One of the most boring dramas on the BBC is available on iPlayer, but unless you are suffering from insomnia, you really shouldn't waste an hour watching it. With poor casting and characterisation of all parts, with the notable exception of James Cromwell as Hank Paulson, this has to be one of the most unrealistic documentary dramas ever made.

"Although some scenes and doialogue have been invented, this film is based on actual events and public record." runs the title at the begiining. In truth, the entire basis seems to be Lehman went bust, the management didn't want it, there were some meetings, it happened anyway.

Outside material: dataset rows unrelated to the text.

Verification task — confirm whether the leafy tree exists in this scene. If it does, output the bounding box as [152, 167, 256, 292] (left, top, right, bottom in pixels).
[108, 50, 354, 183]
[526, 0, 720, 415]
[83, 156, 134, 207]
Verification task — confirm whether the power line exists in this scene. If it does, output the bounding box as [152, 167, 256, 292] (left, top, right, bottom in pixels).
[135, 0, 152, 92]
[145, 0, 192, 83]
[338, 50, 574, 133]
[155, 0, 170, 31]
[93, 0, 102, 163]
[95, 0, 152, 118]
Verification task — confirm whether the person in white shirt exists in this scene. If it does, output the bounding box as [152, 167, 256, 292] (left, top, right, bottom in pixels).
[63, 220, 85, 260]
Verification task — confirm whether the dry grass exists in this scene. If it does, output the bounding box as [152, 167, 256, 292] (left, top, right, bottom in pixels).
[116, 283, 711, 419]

Why anyone would believe that the Geordie James Bolam would look the part of a Mid Westerner running a coast to coast retail and worldwide corporate bank beats me, and it was a delight to hear so many fake American accents crack under pressure. Maybe the directors bought the post-9/11 nonsense from Blair and Straw that put the number of British missing at about 25% of the WTC dead.

Apart from the sub-Dallas script, the action was quite unlike the bearing and behaviour of senior bankers. For a start, like senior politicians, they tend to be tall, really tall. 6 feet 1 inch is small for a NY banker.

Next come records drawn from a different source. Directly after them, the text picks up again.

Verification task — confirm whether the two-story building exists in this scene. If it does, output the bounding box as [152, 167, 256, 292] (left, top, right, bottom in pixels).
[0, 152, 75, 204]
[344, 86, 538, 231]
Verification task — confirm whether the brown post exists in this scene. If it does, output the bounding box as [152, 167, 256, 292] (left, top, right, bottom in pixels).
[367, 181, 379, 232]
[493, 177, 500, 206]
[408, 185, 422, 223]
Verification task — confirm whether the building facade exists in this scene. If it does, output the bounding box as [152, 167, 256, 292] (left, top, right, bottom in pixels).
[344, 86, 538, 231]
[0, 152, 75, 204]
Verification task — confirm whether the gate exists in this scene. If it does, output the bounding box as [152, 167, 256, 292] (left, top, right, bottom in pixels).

And American bankers wear American clothes: button down shirts, and if not button down, with steeper collars, not the wide splayed English shirts on display, and strongly coloured silk ties, reds, stong blues even yellows. Maybe not always Hermes, but usually silky, soft and sturdy, with a matte finish.

And the suits, don't get me started on the suits, but if a costume "designer" can't spot the difference between the style of Brooks Brothers suit and its European equivalent, they shouldn't be let out with the BBC corporate credit card.

With so many out of work bankers available to advise, there were no excuses.